But while the banks appear to have cut billions off the interest they pay to banking customers, they have simultaneously managed to keep income from mortgage repayments at much the same level as the previous year – a discrepancy the banking sector was unwilling to explain when pressed by The New Daily.

This week the Australian Prudential Regulation Authority (APRA) released its quarterly figures on ‘authorised deposit-taking institutions’ (ADIs), a category that includes banks, building societies and credit unions.

The figures revealed banks had delivered profits of $35.87 billion over the 12 months to September.

That was a huge $8 billion increase in profits from the previous 12 months.

As expected, by far the biggest single source of income for the banks was the interest paid by Australians on their home loans.

Over the year, Aussie homeowners paid the banks $77.69 billion in interest on their mortgages.

That was very slightly down on the previous year’s figure of $77.75 billion. Income from business and personal loans was also essentially flat, at $39.8 billion.

It was not, therefore, increased revenue from mortgages and other loans that boosted the banks’ profits.

Rather, the biggest single boost came from a nearly $3 billion reduction in the amount paid out to customers in interest on bank deposits.

Or to put it another way, it was the banks’ ability to borrow money from everyday Australians at historically cheap rates that helped push their profit margins up.

In the 12 months to September 2016, the banks paid their customers $49.45 billion. But this year, the figure dropped to $46.60 billion.

Including all interest-based expenses, the banks saved around $4 billion thanks to lower interest rate payments.

The banks also raked in almost $3 billion on increased fees and commissions.

And they reduced the amount paid out in salaries and wages by more than $200 million, bringing the total expenditure on ‘personnel’ to $27.04 billion.

In total, the banks are now collectively owed $1.9 trillion by mortgage borrowers, while they owe their banking customers $2.7 trillion in deposited money.

Explaining the data

Data from the Reserve Bank of Australia showed that average interest paid on savings accounts and terms deposits had fallen across the board during the two years to September 2017.

Interest on an average online savings account went from 1.85 per cent in September 2015, to 1.6 per cent in September 2017. That was a 25 basis point drop, putting it just 10 basis points above the RBA’s cash rate, which currently sits at a record low 1.5 per cent.

Over the same period, the average standard variable rate mortgage fell by the same amount – 25 basis points – from 5.45 per cent to 5.20 per cent.

But while the nominal percentage point decrease was identical, in real terms it was a lot worse for bank deposits, because they were starting from a much lower level.

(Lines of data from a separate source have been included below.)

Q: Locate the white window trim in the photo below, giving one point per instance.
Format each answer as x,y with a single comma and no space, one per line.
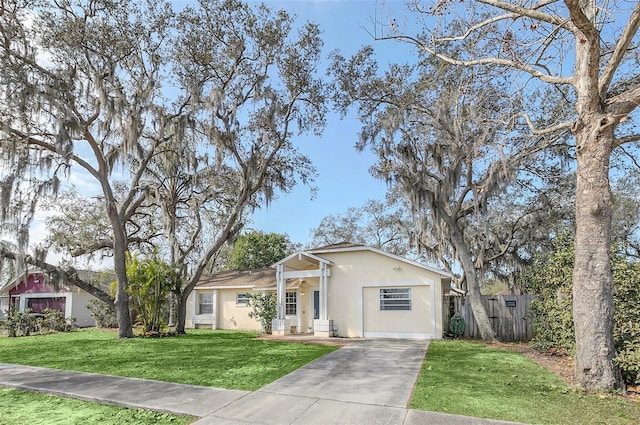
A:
200,303
394,306
245,298
293,304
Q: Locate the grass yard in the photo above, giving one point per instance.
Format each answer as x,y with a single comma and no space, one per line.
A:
224,359
473,379
20,407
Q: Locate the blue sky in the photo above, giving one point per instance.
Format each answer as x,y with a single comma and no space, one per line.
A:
343,179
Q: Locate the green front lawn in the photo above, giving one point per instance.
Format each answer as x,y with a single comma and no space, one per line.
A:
472,379
224,359
21,407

When worked out as a true percentage, bank deposit rates fell by 13.5 per cent, while mortgage rates fell by just 4.6 per cent.

In other words, the fall in deposit rates was three times greater than the fall in mortgage rates.

Even without any other factors at play, this would go a long way to explaining the massive discrepancy between the changes in mortgage income and interest paid on deposits.

On top of this, the RBA data showed that interest rates on home loans for investors had risen across the board in this period, usually by between five and 10 basis points.

This reflected new lending restrictions for property investors imposed on the banks by APRA.

The New Daily put it to the Australian Bankers Association – the peak body representing the banks – that APRA’s latest figures demonstrated banks were disproportionately penalising bank customers for the Reserve Bank’s record low cash rate of 1.5 per cent.

A spokesperson said “many things” were driving the total income on loans and the total cost of funds for banks, adding that interest rates were “only one component”.

“No conclusion on interest rates can be drawn from the data you have presented,” the spokesperson said.